If economic hardships lead to social unrest and political turmoil in western Europe, the politicians in power will be at a disadvantage. Putin is fighting a “People’s War,” while western politicians cannot even admit that they are fighting Russia. But how long can it be hidden from the public view in Poland or France that their nationals are getting killed in Ukraine’s steppe? Can the western politicians pledge that their “volunteers” didn’t die in vain? What happens if a refugee flow out of Ukraine into western Europe begins as winter advances?
In military terms, Russia enjoys escalation dominance — a markedly superior position over its NATO rival, across a range of rungs as the conflict progresses. The accelerating Russian operation in Bakhmut is a case in point. The deployment of regular troops in the recent days shows that Russia is on the escalation ladder to wrap up the four-month old “grind” in Bakhmut city in Donetsk, which military analysts often describe as a lynchpin of Kiev’s defence in the eastern Donbass region.
A New York Times report on Sunday highlighted the enormous scale of losses Ukrainian forces suffered in recent weeks.

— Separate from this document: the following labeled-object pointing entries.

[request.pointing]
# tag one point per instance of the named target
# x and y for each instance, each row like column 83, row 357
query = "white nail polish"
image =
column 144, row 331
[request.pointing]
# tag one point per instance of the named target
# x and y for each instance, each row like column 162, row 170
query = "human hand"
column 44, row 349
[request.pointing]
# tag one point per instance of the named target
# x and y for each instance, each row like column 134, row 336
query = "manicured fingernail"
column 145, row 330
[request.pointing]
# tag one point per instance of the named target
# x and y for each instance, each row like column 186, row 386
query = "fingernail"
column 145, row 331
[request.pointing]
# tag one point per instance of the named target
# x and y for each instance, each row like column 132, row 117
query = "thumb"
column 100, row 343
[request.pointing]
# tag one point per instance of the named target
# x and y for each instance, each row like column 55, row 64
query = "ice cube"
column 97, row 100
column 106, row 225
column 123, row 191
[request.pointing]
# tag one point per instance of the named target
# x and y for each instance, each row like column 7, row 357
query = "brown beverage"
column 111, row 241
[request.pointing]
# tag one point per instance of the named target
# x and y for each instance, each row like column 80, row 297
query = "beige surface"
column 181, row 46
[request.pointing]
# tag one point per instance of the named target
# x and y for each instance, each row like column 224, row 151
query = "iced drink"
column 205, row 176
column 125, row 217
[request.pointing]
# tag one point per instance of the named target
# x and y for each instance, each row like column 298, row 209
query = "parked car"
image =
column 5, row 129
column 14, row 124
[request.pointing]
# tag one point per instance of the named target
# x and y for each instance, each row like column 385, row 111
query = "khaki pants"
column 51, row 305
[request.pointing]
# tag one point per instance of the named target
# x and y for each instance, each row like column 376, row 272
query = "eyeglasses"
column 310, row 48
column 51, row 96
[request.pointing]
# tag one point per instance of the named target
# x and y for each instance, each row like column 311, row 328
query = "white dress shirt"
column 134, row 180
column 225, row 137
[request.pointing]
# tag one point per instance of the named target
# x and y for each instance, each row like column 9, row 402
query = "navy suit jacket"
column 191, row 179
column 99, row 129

Evidently, the Wagner Group of Russian military contractors who were doing the fighting pinned down the Ukrainian forces in defensive position, estimated in the region of 30000 troops including crack units “that have been worn down by nonstop Russian assaults.”
The Times report admits, citing a US defence official, that the Russian intention could have been to make Bakhmut city “a resource-intensive black hole for Kyiv.” This paradigm will repeat elsewhere, too, except that the Russian forces will be much stronger, far superior in numbers and vastly better equipped and will be fighting from heavily fortified positions.
Putin made it clear at Friday’s meeting that vanquishing the neo-Nazi Banderites will remain a firm objective. Although regime change in Kiev is not a stated purpose, Putin will not settle for a repetition of the ceasefire and peace as in 2015, which left an anti-Russian, proxy regime of the US in power.
That said, Putin underscored that “despite all the issues related to the special military operation, we do not change our plans for the development of the state, for the development of the country, for the development of the economy, its social sphere, for national projects. We have huge, big plans…”
Taken together, all these elements define Russia’s so-called winter offensive. Putin’s hand-picked theatre commander in Ukraine General Sergei Surovikin is not in the mould of Patton or MacArthur. Basically, he holds the compass of the special military operations, while incorporating the experience accruing through the past 8 months of NATO involvement in the fighting. But never once did Putin use the expression “war” to characterise the conflict.